“Go on, do a search for visuals for Hindi and Urdu poetry,” Shiraz Husain tells me over the telephone from Delhi. “What did you find? A hand crushing a rose, blood drops, a single tear rolling down or a beautiful woman. Why does the representation have to be so boring?”
It’s a fair question. Husain, 31, an assistant professor in applied arts at Jamia Millia Islamia, has taken it upon himself to change this representation through his project, the Khwaab Tanha Collective (KTC). “I have always wanted to change the visual interpretation of poetry. The literary material should be strong, interesting and as evocative as the actual poem,” say Husain.
Husain, whose father was an Urdu teacher at Anglo Arabic School has grown up surrounded by Urdu literature. “We attended and watched it all, kavi sammelans, ghazal symposiums…if any of it was on TV, we were forbidden from changing the channel,” he says. Add to that a love for painting and it was natural for him to combine the two. He started gifting friends artwork featuring shayari and paintings of the poets.
It was only last year that he began to take this seriously. “I was asked to create some illustrations for Jashn-e-Rekhta, a festival celebrating Urdu organised by the Indira Gandhi National Centre For The Arts. I did three installations and a few posters,” he says. The installations featured dedications to Urdu poets Ismat Chughtai’s Lihaaf – a framed patterned quilt with a portrait of the poet in the centre created using beads; Rajinder Singh Bedi – a portrait of him using cloth and fabric as a tribute to his iconic story Garam Coat and Ek Chadar Maili Si; and Akhtar ul Iman – a framed image of his iconic line ‘Jinke ghar sheeshe ke hote hain woh doosron ke gharron par patthar nahi phenka karte’ (loosely translated to people in glass houses shouldn’t throw stones) with a slight crack in the glass.
The response to those works got him started on the path to KTC. He started by creating posters featuring iconic lines from Urdu poems (their Hindi translation) and a sketch of the poet.
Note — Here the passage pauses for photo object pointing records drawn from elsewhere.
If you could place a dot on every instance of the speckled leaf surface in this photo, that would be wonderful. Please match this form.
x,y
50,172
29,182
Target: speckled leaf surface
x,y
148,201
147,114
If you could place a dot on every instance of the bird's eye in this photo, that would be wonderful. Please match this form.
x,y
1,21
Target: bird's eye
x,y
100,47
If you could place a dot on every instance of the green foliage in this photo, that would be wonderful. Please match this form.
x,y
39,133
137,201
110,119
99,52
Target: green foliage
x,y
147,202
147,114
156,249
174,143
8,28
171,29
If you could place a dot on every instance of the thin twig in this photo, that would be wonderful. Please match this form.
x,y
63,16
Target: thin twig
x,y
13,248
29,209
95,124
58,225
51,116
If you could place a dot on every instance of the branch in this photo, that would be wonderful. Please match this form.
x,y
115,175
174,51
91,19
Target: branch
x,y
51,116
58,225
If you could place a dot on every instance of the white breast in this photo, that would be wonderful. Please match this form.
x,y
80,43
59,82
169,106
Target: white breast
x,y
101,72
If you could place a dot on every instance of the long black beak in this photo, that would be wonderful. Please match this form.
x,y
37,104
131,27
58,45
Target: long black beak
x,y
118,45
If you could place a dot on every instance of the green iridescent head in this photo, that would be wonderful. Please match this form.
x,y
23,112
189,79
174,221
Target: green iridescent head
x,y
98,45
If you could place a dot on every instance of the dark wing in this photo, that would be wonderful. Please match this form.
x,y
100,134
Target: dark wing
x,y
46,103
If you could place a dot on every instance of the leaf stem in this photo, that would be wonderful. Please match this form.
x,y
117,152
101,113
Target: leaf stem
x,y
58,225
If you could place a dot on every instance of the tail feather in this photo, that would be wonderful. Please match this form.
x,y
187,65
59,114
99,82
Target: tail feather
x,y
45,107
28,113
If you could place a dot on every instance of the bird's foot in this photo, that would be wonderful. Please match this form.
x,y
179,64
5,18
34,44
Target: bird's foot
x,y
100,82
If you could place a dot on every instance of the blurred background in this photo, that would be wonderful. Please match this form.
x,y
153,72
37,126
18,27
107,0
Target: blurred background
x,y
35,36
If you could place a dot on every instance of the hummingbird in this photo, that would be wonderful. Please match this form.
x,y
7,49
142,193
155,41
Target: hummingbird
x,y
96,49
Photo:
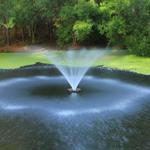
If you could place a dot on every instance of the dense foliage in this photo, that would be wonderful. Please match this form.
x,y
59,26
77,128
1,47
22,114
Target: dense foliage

He has since branched out to putting up his prints on T-shirts and tote bags; Husain is currently exhibiting his work at the World Book Fair in Delhi.
It isn’t just Urdu poems that feature in his works, but Bengali (Rabindranath Tagore), Hindi (Amrita Pritam) and Punjabi (Paash, the pen name of Avtar Singh Sandhu). “I get a lot of requests to work on poetry in other regional languages. I can’t say no to them,” he says. “I just want more people to know about about literary greats.”
It is why his works feature the poems in Hindi and Urdu (and sometimes English) to reach a larger audience, why he gives his artwork, for free, to any event that is dedicated to regional literature and why his work has already been plagiarised. “I’ve been told that when people start plagiarising your work, you’ve become famous,” he says. “I would rather these literary greats find the spotlight, not me.”